Dans ce roman, Mouloud Feraoun raconte sa propre enfance, au sein de son village et de sa famille en Kabylie, ainsi que son itinéraire atypique d’enfant destiné à
devenir berger et qui, au lieu de cela a eu l’immense opportunité de pouvoir fréquenter l’école.
Fouroulou, le héros, nous donne à voir son village et sa structure géographique et sociale ainsi que les us et coutumes de la société kabyle, le travail des hommes et des femmes, le statut des femmes, la place privilégiée des enfants mâles, la gestion des conflits familiaux, les superstitions … Par ailleurs, il nous raconte sa formation scolaire jusqu’à l’âge de 19 ans veille de son entrée à l'école d'instituteur de Bouzarea.









J'ai relu avec plaisir ce roman dans le cadre du challenge organisé par certaines pages littéraires algériennes.




Il m'est toujours difficile de chroniquer des livres que je chéris beaucoup. J'ai découvert Fouroulou avant Feraoun. Eh oui le personnage avant l'écrivain. J'avais lu des passages, écouté des conversations. Le Fouroulou avec sa djellaba, je l'imaginais tout petit avec un regard malicieux. Fouroulou, surnom tendre. Fouroulou, mon mythe à moi.



Quel plaisir de relire la Kabylie à travers Feraoun !

Le fils du pauvre ! Fils d’un pauvre.  

Un livre qui s’étale sur deux périodes : la première, ma préférée ! Je me suis incrustée dans la famille de Fouroulou et j’ai découvert son mode de vie: Modeste,  mais atypique. J’ai été scandalisée (ma première lecture) en découvrant le favoritisme (je n’exagère pas) chez les kabyles : C’est toujours cool de naître garçon chez eux ;) mais j’ai compris  une chose par la suite : Quand nous avons des terres(ou juste quand nous sommes paysans) et une vie difficile,  on doit miser sur le mâle pour nous prêter mains fortes aux temps des labours et pour la gestion du patrimoine familial même s’il est relativement insignifiant.

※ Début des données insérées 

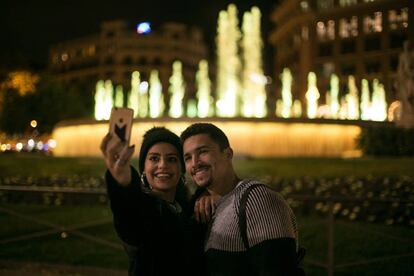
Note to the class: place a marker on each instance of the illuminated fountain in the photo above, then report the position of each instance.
(365, 101)
(352, 100)
(203, 83)
(284, 106)
(253, 97)
(99, 100)
(177, 91)
(143, 99)
(228, 63)
(312, 96)
(333, 97)
(379, 103)
(156, 98)
(133, 99)
(239, 92)
(119, 96)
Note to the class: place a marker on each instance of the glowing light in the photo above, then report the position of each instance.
(144, 28)
(203, 82)
(268, 138)
(156, 98)
(228, 63)
(133, 99)
(19, 146)
(143, 99)
(107, 103)
(394, 111)
(22, 81)
(333, 96)
(30, 144)
(33, 123)
(39, 145)
(312, 96)
(119, 96)
(352, 100)
(286, 78)
(52, 143)
(253, 97)
(379, 104)
(177, 91)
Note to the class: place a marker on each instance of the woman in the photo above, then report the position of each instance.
(150, 209)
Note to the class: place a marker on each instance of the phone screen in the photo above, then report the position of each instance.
(120, 123)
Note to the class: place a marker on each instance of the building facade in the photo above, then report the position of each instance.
(118, 50)
(363, 38)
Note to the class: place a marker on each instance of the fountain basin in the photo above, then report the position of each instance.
(248, 137)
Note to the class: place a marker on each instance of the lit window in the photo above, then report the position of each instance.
(348, 28)
(64, 57)
(324, 4)
(398, 19)
(304, 5)
(373, 24)
(344, 3)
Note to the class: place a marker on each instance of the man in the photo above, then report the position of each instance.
(270, 223)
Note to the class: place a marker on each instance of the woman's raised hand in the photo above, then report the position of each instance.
(117, 157)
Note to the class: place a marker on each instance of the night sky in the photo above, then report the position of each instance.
(28, 28)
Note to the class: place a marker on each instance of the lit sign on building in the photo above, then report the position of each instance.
(144, 28)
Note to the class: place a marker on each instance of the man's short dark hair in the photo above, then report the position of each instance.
(216, 134)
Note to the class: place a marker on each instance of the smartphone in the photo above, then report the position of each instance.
(120, 123)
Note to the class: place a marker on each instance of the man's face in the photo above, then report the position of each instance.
(204, 160)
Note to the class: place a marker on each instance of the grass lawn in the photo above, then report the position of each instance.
(33, 232)
(354, 241)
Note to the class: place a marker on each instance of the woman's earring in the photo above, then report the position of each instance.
(183, 180)
(143, 181)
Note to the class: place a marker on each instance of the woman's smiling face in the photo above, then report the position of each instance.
(162, 167)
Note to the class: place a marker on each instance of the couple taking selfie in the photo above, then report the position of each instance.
(229, 226)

Passons… au fond de ce roman : Feraoun a écrit avec le cœur cette autobiographie, on le sent à travers les passages descriptifs de sa Kabylie. Il nous transporte à travers des chemins sinueux pour atteindre les sommets  des montagnes et découvrir des hameaux livrés aux lois ancestrales et à une vie précaire.

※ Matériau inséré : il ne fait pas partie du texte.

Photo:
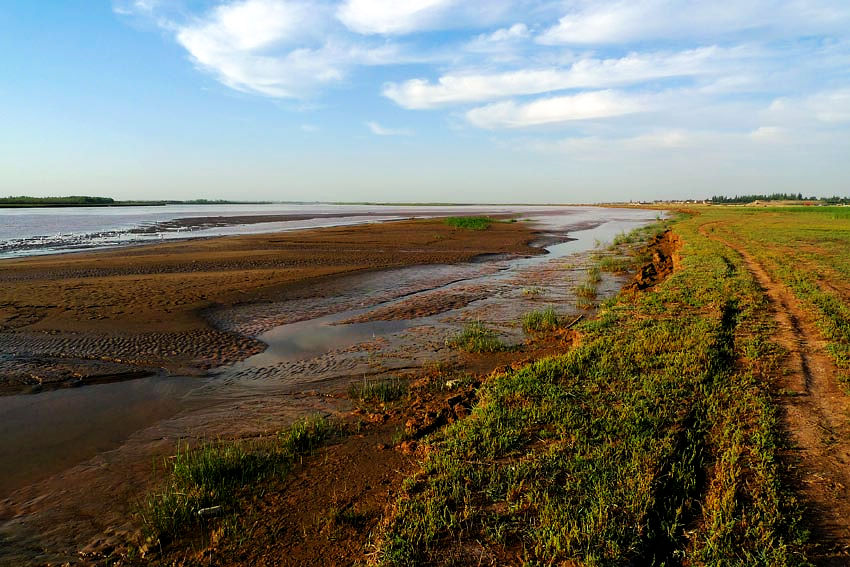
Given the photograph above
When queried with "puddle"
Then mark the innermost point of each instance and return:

Il nous présente sa famille et les habitants de son village. Des caractères différents mais bien soudés face au désastre causé par le colonialisme. Des personnalités différentes, mais!!! Rebelles & Soumis sont tenus de respecter les adultes et les sages du village. J’ai été impressionnée par tant d'égard à la Djemaa.  

Solidarité ! Générosité ! Respect ! J’ai ces mots au bout de la langue  à chaque fois que je me rappelle Fouroulou. Je les scande après chaque passage. Je les revendique quand je parle de Feraoun.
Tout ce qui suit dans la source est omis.